Wednesday, May 16, 2012

It's the Little Things

I learned several new words today. One is "ngu ngoc." "Asshole." I like to practice new words as soon as possible so when I went to pick up a vegetarian grinder I taught the sidewalk vending lady how to say "asshole." She loved it. I loved it. We had a good giggle, as my British friends would say. It's one of the things that makes living here so enjoyable.

Much of my day is filled with these short encounters. My social network works well for me even though I have few, actually zero, people that I can talk about serious matters with (now that Brad killed himself). I have lived long enough to know that lasting happiness comes only from being kind, being helpful, being compassionate, being...and not doing.

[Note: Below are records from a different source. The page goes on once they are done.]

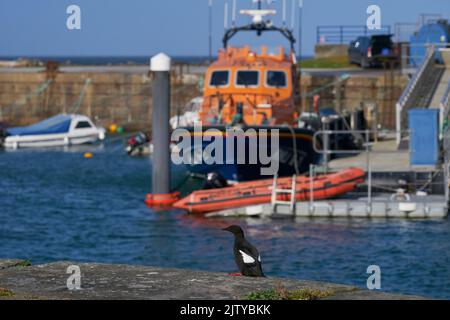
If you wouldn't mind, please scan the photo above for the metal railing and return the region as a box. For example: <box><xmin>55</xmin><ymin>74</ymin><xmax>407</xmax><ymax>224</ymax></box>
<box><xmin>316</xmin><ymin>25</ymin><xmax>391</xmax><ymax>44</ymax></box>
<box><xmin>439</xmin><ymin>81</ymin><xmax>450</xmax><ymax>140</ymax></box>
<box><xmin>395</xmin><ymin>46</ymin><xmax>435</xmax><ymax>145</ymax></box>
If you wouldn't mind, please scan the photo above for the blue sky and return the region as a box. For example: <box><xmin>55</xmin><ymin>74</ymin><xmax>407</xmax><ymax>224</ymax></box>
<box><xmin>0</xmin><ymin>0</ymin><xmax>450</xmax><ymax>56</ymax></box>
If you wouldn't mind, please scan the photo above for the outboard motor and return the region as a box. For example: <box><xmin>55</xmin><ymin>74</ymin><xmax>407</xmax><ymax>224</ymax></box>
<box><xmin>203</xmin><ymin>172</ymin><xmax>228</xmax><ymax>190</ymax></box>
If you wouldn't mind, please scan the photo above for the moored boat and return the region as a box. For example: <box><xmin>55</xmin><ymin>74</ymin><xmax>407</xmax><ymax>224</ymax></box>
<box><xmin>3</xmin><ymin>114</ymin><xmax>106</xmax><ymax>149</ymax></box>
<box><xmin>173</xmin><ymin>168</ymin><xmax>365</xmax><ymax>214</ymax></box>
<box><xmin>173</xmin><ymin>1</ymin><xmax>321</xmax><ymax>182</ymax></box>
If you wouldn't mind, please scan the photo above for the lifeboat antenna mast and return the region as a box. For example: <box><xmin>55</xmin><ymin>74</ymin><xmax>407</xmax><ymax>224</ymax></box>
<box><xmin>222</xmin><ymin>0</ymin><xmax>296</xmax><ymax>53</ymax></box>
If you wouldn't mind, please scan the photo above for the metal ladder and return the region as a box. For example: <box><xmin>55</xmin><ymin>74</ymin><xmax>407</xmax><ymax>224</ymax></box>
<box><xmin>271</xmin><ymin>175</ymin><xmax>297</xmax><ymax>216</ymax></box>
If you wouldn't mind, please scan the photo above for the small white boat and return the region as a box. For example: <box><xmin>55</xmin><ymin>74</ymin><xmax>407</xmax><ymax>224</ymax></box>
<box><xmin>3</xmin><ymin>114</ymin><xmax>106</xmax><ymax>149</ymax></box>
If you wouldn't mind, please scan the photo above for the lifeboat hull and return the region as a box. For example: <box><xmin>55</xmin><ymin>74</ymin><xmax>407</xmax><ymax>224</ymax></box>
<box><xmin>174</xmin><ymin>168</ymin><xmax>365</xmax><ymax>214</ymax></box>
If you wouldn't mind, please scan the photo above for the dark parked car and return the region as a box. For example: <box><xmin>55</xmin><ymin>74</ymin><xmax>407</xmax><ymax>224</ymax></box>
<box><xmin>348</xmin><ymin>35</ymin><xmax>395</xmax><ymax>68</ymax></box>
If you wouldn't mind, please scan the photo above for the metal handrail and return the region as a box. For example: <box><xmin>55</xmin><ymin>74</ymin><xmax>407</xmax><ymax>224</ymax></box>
<box><xmin>395</xmin><ymin>46</ymin><xmax>435</xmax><ymax>145</ymax></box>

 Every other day someone talks about making money, investing in this or that, how about starting a language school. That's fine for someone at another stage of life. But I recognize that I am not there. I am clearly in Erikson's Generativity stage of development. As I understand it, that means concern for the next generation. For me, that means making life better for everyone younger than me. A sense of guiding and being useful. I know this is what I must do to find peace, happiness, fulfillment at this point in my life and it comes fairly easily. It only requires presence of mind. Being mindful. Reminding myself. Stopping the chattering mind and continuous thoughts every so often throughout the day.

Living in Vietnam gives me plenty of daily opportunities to be myself. And I am thankful for that.

And after 4 and a half months here I am thankful to be going home to be with my family and spend the summer being useful to the next generation of my own flesh and blood. Life is good. I'm happy here and there. Can anyone ask for more?